Purpose: Considerable genetic heterogeneity is currently thought to underlie hereditary prostate cancer (HPC). Most families meeting criteria for HPC cannot be attributed to currently known pathogenic variants.

Methods: To discover pathogenic variants predisposing to prostate cancer, we conducted a familial case-control association study using both genome-wide single-allele and identity-by-descent analytic approaches. Sequence of high-risk haplotype carriers was used for variant detection. Candidate pathogenic variants were tested for association with prostate cancer across independent biobanks for replication of observations.

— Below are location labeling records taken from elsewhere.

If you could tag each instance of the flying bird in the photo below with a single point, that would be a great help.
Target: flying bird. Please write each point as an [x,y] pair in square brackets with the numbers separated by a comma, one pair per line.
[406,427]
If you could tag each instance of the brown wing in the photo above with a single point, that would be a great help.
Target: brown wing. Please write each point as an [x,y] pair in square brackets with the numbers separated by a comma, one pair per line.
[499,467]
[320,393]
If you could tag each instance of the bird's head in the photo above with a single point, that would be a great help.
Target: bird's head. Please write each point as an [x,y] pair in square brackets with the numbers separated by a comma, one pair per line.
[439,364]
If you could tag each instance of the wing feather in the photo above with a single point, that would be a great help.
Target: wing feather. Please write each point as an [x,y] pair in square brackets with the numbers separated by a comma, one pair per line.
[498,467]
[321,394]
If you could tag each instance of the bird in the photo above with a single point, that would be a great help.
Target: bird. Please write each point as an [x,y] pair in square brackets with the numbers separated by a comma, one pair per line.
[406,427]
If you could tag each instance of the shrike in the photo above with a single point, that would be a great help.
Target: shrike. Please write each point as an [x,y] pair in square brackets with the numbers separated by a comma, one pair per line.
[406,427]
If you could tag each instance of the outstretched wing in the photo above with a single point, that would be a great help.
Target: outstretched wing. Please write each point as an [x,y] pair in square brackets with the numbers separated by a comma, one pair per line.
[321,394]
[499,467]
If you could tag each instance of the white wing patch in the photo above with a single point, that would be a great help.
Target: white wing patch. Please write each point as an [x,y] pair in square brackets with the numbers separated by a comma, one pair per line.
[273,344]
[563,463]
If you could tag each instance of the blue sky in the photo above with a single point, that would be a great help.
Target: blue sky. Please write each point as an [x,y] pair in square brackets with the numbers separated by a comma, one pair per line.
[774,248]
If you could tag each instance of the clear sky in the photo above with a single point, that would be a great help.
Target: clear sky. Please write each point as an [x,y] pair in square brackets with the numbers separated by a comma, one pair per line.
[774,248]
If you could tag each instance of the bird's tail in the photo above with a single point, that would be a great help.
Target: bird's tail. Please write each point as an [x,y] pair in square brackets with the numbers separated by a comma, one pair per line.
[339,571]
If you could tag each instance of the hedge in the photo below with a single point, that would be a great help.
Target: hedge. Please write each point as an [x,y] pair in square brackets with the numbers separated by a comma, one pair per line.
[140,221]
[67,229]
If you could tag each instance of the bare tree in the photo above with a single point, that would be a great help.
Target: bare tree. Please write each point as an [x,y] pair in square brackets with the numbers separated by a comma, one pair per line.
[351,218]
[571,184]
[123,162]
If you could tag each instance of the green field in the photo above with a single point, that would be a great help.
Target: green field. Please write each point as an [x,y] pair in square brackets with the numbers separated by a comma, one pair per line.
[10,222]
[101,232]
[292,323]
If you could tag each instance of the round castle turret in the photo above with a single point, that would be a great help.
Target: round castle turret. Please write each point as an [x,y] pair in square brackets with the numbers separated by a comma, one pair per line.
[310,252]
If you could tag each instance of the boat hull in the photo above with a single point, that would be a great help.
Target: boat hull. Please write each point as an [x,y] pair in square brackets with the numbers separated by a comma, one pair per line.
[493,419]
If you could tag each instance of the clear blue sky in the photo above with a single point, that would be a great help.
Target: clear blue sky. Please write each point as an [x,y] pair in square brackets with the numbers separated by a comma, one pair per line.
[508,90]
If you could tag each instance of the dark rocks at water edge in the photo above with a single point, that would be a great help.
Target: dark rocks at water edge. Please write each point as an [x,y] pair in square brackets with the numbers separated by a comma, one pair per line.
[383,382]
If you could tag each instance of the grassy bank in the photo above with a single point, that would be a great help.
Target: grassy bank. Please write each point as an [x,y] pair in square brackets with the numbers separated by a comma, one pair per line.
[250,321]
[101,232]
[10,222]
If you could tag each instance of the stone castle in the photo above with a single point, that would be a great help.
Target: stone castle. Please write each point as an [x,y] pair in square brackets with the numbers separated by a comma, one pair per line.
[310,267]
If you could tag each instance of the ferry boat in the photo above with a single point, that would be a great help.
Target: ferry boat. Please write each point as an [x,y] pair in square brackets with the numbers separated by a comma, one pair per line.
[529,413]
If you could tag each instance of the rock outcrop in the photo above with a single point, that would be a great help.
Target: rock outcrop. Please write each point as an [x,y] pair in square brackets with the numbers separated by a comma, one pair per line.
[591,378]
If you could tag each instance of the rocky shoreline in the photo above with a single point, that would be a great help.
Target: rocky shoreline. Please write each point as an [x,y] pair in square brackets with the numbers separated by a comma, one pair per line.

Results: Pathogenic variants within WNT9B were associated with familial prostate cancer and observations replicated within four of four independent biobanks. WNT9B E152K carried 2.5-fold risk and reached genome-wide significance under meta-analysis, collectively encompassing a half million patients. WNT9B Q47R was also associated with prostate cancer with genome-wide significance among Finns, for which identity-by-descent analyses confirmed a founder effect. WNT9B shares an unexpected commonality with the previously established prostate cancer risk genes HOXB13 and HNF1B: they are each required for embryonic prostate development. With this recognition, we further evaluated two additional genes known to cause Mendelian genitourinary developmental defects, KMT2D and DHCR7. These too were nominally associated with prostate cancer under meta-analyses.

Conclusion: WNT9B and additional genes that are required for early genitourinary development are also involved in the later development of prostate cancer.